“It is not hard to understand why Muslims would want to go to Syria to help,” wrote former Guantánamo detainee Moazzam Begg shortly before his arrest Tuesday on charges that he attended an Al-Qaeda training camp in Syria. Begg is a prolific writer and perhaps the first Guardian contributor to be arrested on such charges.
Begg, a British national who spent two years in Guantánamo after being arrested in Pakistan in 2002, was arrested this week on Syria-related terror charges. According to Reuters, he was arrested in his home in Birmingham along with four others “on suspicion of attending a terrorist training camp and facilitating terrorism overseas.”
The Guardian, reporting on a writer they have hosted, elaborates that Begg said he had met with MI5 officials about his trips to Syria, which he wrote about, and claimed that the UK government “raised no problems with his plan.” The newspaper also quotes “supporters” of Begg saying they believe he is being persecuted for his activism on the part of Guantánamo detainees, and one “Birmingham community leader” says that “no one believes” that Begg was working to foment violence in Syria. The Guardian has a well-known far-left, anti-American military bent. The newspaper is home to many a Wikileaks breaking story and, previously, the scoops of Glenn Greenwald, yet having a writer who has been arrested on terror charges is a first in the modern history of the publication.
Begg had his UK passport revoked last year after a number of voyages to the Middle East, which he argued were investigative. The UK government, according to The Guardian, told Begg that it was “not in the public interest” for him to travel abroad.
Begg wrote candidly for the British publication about his attitude toward the United States and the UK’s War on Terror. He was honest about the quality of facilities at Guantánamo, in one column agreeing that the Abu Salim prison in Libya and the Bagram facility in Afghanistan were both significantly worse than being detained at Guantánamo Bay.
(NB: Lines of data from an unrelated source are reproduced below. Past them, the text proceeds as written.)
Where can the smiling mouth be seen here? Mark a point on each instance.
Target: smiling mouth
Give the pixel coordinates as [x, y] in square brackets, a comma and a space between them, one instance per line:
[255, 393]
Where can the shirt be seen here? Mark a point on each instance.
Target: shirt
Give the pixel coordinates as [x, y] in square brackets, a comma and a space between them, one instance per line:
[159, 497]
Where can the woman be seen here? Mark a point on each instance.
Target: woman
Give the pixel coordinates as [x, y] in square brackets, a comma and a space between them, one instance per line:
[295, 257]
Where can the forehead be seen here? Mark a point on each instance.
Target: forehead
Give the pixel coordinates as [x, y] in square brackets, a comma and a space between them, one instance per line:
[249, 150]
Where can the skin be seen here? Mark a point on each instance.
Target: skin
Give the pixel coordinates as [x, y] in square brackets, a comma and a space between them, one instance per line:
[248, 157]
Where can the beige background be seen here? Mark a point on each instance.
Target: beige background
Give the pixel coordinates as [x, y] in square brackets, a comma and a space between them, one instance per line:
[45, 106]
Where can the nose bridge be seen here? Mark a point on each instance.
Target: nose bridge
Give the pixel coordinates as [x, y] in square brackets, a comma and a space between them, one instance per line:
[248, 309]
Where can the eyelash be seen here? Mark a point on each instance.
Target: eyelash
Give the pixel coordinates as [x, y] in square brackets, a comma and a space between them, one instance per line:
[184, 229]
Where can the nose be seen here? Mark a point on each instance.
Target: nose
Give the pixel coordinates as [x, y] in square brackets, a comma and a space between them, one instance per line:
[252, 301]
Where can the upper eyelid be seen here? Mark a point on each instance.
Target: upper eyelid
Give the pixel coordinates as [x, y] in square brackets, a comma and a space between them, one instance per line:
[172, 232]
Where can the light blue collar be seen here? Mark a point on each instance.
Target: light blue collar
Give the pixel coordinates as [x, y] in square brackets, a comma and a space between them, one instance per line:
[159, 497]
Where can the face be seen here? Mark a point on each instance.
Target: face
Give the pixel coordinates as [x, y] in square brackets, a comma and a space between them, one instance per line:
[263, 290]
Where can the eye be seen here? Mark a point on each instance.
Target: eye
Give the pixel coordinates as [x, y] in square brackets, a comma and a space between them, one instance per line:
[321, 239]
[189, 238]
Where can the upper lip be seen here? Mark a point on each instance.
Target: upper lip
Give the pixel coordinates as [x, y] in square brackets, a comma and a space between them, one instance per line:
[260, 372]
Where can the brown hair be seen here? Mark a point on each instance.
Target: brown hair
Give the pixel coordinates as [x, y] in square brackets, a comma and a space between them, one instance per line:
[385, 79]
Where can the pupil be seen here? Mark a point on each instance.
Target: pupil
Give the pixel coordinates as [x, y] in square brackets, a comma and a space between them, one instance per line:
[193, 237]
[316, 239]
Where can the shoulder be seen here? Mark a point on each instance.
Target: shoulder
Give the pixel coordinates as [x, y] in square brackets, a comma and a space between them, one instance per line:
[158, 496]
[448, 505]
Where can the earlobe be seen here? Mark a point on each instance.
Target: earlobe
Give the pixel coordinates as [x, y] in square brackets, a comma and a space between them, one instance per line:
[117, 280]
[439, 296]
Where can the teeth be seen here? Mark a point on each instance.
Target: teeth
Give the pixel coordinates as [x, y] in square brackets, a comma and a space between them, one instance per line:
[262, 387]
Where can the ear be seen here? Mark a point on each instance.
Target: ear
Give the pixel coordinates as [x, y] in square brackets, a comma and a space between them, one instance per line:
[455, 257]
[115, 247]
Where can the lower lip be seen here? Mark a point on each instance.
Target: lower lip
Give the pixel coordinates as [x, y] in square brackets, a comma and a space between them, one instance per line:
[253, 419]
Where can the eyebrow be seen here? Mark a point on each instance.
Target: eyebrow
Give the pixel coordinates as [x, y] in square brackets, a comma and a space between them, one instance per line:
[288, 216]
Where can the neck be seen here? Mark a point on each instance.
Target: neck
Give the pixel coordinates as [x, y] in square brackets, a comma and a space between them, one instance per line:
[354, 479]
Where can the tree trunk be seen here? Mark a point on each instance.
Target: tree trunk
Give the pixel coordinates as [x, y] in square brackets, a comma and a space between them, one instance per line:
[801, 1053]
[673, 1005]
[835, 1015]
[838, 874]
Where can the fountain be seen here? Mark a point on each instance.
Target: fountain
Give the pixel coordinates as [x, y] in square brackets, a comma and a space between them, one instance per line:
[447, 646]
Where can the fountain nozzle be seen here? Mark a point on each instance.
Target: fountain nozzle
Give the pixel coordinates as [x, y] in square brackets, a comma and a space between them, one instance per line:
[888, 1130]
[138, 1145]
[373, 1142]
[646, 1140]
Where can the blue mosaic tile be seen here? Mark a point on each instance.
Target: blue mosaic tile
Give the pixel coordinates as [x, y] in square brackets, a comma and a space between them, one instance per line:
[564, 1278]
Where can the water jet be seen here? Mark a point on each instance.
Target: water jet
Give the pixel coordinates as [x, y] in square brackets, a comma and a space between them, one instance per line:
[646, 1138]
As a UK national, Begg spent much of his efforts writing for the newspaper working to amass evidence that the UK had participated in the torture of detainees during the War on Terror. “The evidence is too compelling and the case too politically sensitive to even attempt to brush aside,” he wrote in one column, alleging that British agents were “physically present every step of the way” in his capture. He wrote:
I’ve never been to America – America came to me, but why? Because the same intelligence officers who came to my house in 1998, to whom I offered a cup of tea, were the same ones who reappeared to haunt me as “spooks” during my years as a US captive.”
Begg also wrote promotional stories in The Guardian about organizations established to aid Guantánamo detainees. One such organization, the Guantánamo Justice Centre, he described as a group providing “aftercare for Guantánamo returnees who have not being [sic] given the help and assistance they need.” As Begg wrote about Guantánamo detainees as “victims,” he also blamed the actions of some of the greatest enemies of the United States on the country itself. “Abu Yahya [al-Libi, high-ranking Al-Qaeda member] and [fellow high-ranking Al-Qaeda member Anwar] al-Awlaki, I believe, were both creations of the US-led ‘war on terror,'” he wrote in the newspaper, condemning the deaths of both by American drone strikes. As enemies of Muammar Qaddafi, he wrote, both were opportunities missed by the United States to form allies. Al-Awlaki was a United States citizen, born in Las Cruces, New Mexico.
Begg’s fate within the UK justice system remains to be seen, and police officials are insisting that an arrest means only an indictment, not a guarantee of guilt. Begg’s first-hand reports from Syria will likely play into the investigation.